For some reason the silence was like the sound of a voice stuck on the letter “Y.”
“Norman?”
“YYYYYYYYYYYYYYYYYY . . .”
“Are you there?”
“Yes, Irwin.”
“Well, what do you have to say?”
“Only that some things are beyond explanation.”
“That’s no answer.”
“Perhaps, Irwin . . . perhaps buildings can shrink.”
“I don’t know what this is all about. All I know is that if I wasn’t up to my neck with some tax people right now, I’d come over there and straighten this out, one way or another.”
“Please don’t worry, Irwin. Everything is going to be wonderful.”
“I don’t want to hear anything. Just you hear me—that next check better be here in two weeks. And by God, it better show me that those buildings have grown back to normal size.”
“Rest assured, Irwin.”
“Don’t talk, don’t say a thing. I can’t stand to hear your voice. Just do, do!”
“I’ll do,” he promised with a diabolic smile that would have maddened Irwin completely.
“You . . .” And Irwin hung up, leaving Norman with the phone in his hand like a dumbbell he was having difficulty lifting. Finally he placed it in its cradle and caressed it dreamily for a few minutes. Then he cleared his eyes and dialed Gaylord’s home number.
“H’lo,” a child’s voice answered.
“Is this Knight?”
“Nosir,” the child replied.
“Is this Henderson six, oh five eight seven?”
“Yessir.”
“Isn’t this Knight then?”
There was a long pause. Finally he heard the breath in the phone again. “This here mornin’.”
“What’s your name, sonny?”
“Harner.”
“Harner what?”
“Hamer sir.”
“Your last name, Hamer?”
“Knight.”
Norman sighed delicately. “Is your father there?”
There came the sound of whispering. “Who speakin’ please?”
“Moonbloom,” Norman said impatiently.
A whisper again and then, “He not here.”
“You tell him to get to this phone or I’ll fire him.”
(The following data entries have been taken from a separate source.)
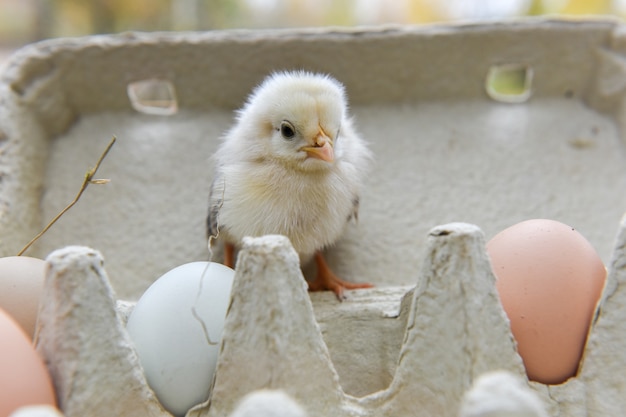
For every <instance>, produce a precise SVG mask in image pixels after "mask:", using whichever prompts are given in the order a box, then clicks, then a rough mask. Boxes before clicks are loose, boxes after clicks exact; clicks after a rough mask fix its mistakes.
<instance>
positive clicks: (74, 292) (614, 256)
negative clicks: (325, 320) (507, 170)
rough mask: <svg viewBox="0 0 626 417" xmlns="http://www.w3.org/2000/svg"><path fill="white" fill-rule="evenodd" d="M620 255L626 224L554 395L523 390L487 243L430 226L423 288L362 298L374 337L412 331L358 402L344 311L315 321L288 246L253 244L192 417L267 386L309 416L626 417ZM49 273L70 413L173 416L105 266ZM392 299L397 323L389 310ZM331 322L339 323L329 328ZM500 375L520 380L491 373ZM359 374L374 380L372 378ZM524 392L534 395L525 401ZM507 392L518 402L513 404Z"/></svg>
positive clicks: (244, 255) (243, 252)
The whispering, then “Oh my gooness, he just now come in,” Harner said woodenly.
“Yeah?” Gaylord said, breathing stupendously into the receiver; in Norman’s ear it sounded like a power saw.
“Now, Gaylord, I want you to stand by. All leaves canceled,” he said, feeling the presence of jehad. He was small as Bonaparte, but knew the importance was not himself; rather, perhaps, he was Marshal Ney, animated by obedience to the spirit of his impulse. This was the great campaign—what happened afterward was Irwin’s problem. Let Irwin throw all the tenants out afterward; the fulfillment was in the immediate future. Later was as irrelevant to now as the Hereafter was to life. And he was alive, burned down fine, responsive, passionate. “This afternoon I’ll meet you at Karloff’s room. We are going to wash and paint and burn filth.”
“What do you mean?”
“And tomorrow we paint the Lublins’.”
“What, what is all that?”
“We’re going to work, Gaylord,” he said, almost singing. “We’re going to fix everything.”
“Oh my God,” Gaylord moaned. “Oh my God almighty.”